Here is a some pseudo-code that explains what is happening behind the scenes.

Skip. Because regional_benchmark() is called inside the for-loop for (FS_NUM in FS_NUM_LIST) (see above), if FINAL is #' TRUE, regional_benchmark() skips the region it does not need to calculate the final models.
Data loading. This handled by get_training_data()
Data formatting. This is handled by fmt_labels(), sanitize_data() and get_coords().
Feature selection. If FINAL is TRUE the selected features are retrieved from get_bestBMR_tuning_results(). If FINAL is FALSE the selected features are derived from transformed training data using get_ppc() and preproc_data(). The resulting transformed data are filtered for correlation higher than 0.95 with caret::findCorrelation(). Then, 500 subsampled mlr Tasks are created with mlr::makeResampleDesc(), mlr::makeClassifTask(), mlr::makeResampleInstance() and mlr::filterFeatures(). The #' FS_NUM most commonly select features across the 500 realizations are selected.
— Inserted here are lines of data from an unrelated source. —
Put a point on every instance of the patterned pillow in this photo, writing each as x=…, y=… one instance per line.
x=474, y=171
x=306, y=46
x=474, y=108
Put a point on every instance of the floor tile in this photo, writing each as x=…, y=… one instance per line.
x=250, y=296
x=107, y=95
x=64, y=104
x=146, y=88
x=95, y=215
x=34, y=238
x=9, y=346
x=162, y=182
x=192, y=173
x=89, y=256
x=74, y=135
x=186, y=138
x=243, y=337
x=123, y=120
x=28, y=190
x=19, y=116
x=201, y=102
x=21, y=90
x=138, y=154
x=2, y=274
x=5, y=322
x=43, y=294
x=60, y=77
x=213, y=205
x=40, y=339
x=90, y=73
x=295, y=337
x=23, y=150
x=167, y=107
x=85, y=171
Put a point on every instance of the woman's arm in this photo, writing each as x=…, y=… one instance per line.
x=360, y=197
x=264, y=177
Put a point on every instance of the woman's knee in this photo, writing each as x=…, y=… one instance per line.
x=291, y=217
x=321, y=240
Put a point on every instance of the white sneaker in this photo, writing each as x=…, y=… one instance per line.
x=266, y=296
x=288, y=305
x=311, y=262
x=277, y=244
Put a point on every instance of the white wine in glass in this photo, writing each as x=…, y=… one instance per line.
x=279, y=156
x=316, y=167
Pre-processing. The target and training data are transformed using get_ppc() on the target data and preproc_data() on the #' training data. SMOTE is applied using get_smote_data() and get_smote_coords() which both call resolve_class_imbalance().
Tasks. Tasks are obtained using mlr::makeClassifTask().
Learners. Learners are constructed using get_learners() or get_final_learners().
Compute benchmark. The benchmark is run with compute_final_model() or compute_benchmark() (which needs to retrieve the outer #' folds of the nested resampling with get_outers()).